Based on the theories of Portis and of Castner 50 years ago, different continuous-wave measurement procedures for analyzing the microwave saturation power dependence of inhomogeneously broadened EPR lines were developed. Although these procedures have been refined, they still use only a few selected points on the saturation curve. A non-linear least-squares procedure for analyzing the microwave-power dependence of inhomogeneously broadened lines using all data points on a saturation curve has been developed. This procedure provides a simple alternative method to obtain magnetic relaxation data when the more direct pulse-saturation techniques are not available or are less suitable. The latter includes applications of quantitative EPR such as dosimetry. Then microwave saturation data should be obtained under conditions similar to those used in the quantitative measurements, which are usually made on first derivative spectra recorded using continuous-wave spectrometers. Selected applications to benchmark literature data and within the field of EPR dosimetry are discussed. The results obtained illustrate that relaxation times comparable to those yielded by various pulse-saturation EPR techniques can be obtained. It appears as a systematic feature that, whenever the pulse EPR data are fitted using bi-exponential functions, the shortest relaxation times obtained are those that correspond best to those measured using the current continuous-wave saturation method.

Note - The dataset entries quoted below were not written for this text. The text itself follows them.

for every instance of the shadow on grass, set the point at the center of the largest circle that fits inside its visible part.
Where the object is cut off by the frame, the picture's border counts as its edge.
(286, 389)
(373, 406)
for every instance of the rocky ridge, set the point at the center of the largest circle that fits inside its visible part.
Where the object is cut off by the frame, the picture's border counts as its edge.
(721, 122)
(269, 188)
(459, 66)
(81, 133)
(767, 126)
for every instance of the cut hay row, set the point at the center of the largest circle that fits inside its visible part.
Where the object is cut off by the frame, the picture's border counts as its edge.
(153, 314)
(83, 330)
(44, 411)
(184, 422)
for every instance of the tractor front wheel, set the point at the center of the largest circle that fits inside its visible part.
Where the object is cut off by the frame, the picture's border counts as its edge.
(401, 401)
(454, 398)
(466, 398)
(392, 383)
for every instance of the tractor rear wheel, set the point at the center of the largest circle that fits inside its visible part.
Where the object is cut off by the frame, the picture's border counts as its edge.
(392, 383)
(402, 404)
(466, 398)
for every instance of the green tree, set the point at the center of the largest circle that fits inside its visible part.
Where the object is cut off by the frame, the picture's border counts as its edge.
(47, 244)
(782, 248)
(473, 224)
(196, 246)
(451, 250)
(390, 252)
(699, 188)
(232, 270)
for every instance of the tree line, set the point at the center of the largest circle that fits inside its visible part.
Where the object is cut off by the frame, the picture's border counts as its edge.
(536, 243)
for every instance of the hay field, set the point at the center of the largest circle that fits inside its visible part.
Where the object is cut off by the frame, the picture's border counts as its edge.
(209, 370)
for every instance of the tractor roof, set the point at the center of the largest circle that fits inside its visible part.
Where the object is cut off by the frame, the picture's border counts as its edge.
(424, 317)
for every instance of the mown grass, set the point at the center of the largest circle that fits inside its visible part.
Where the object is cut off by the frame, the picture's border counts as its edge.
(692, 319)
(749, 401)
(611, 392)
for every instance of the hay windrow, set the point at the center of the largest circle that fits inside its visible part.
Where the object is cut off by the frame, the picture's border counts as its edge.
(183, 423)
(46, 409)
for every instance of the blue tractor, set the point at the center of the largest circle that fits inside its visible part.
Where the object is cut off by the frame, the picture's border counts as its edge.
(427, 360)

Hawkins, R. B. The Relationship Between the Sensitivity of Cells to High-Energy Photons and the RBE of Particle Radiation used in Radiotherapy.

The relationship between relative biological effectiveness in the limit of zero dose (RBE₁) and the LET of radiation is examined and compared for several cell lines, including cells from patients with ataxia telangiectasia, in the context of a microdosimetric-kinetic (MK) model of cell killing by radiation. Evidence is presented that the sensitivity of a cell to low-LET photon radiation, as measured by the linear parameter of the linear-quadratic cell survival relationship (α), is largely determined by its vulnerability to formation of a lethal lesion from transformation of a single potentially lethal lesion (PLL) in DNA, as opposed to formation by combination of two PLL. As a result, the RBE₁ of cells that are relatively less sensitive to low-LET photon radiation increases more with increasing LET than the RBE₁ of cells that are more sensitive to low-LET radiation. As a consequence, a pair of cells that have clearly different sensitivity to low-LET radiation tend to have more nearly the same sensitivity as the LET increases into the range of 100 to 200 keV µm⁻¹. Cells with the same, or nearly the same, sensitivity to low-LET photon radiation continue to have nearly the same sensitivity as the LET is similarly increased. Thus there may be a radiobiological advantage to treatment with high-LET particle radiation for situations in which the target tumor cells are less radiosensitive than the cells that determine the tolerance of the normal tissue at risk. This may be the case for treatment of many of the common malignancies that occur in adults. This general principle may be helpful in selection of patients for treatment with particle radiation, such as carbon ions, and in the design of clinical trials to determine the optimal dose and fractionation schedules for such treatment.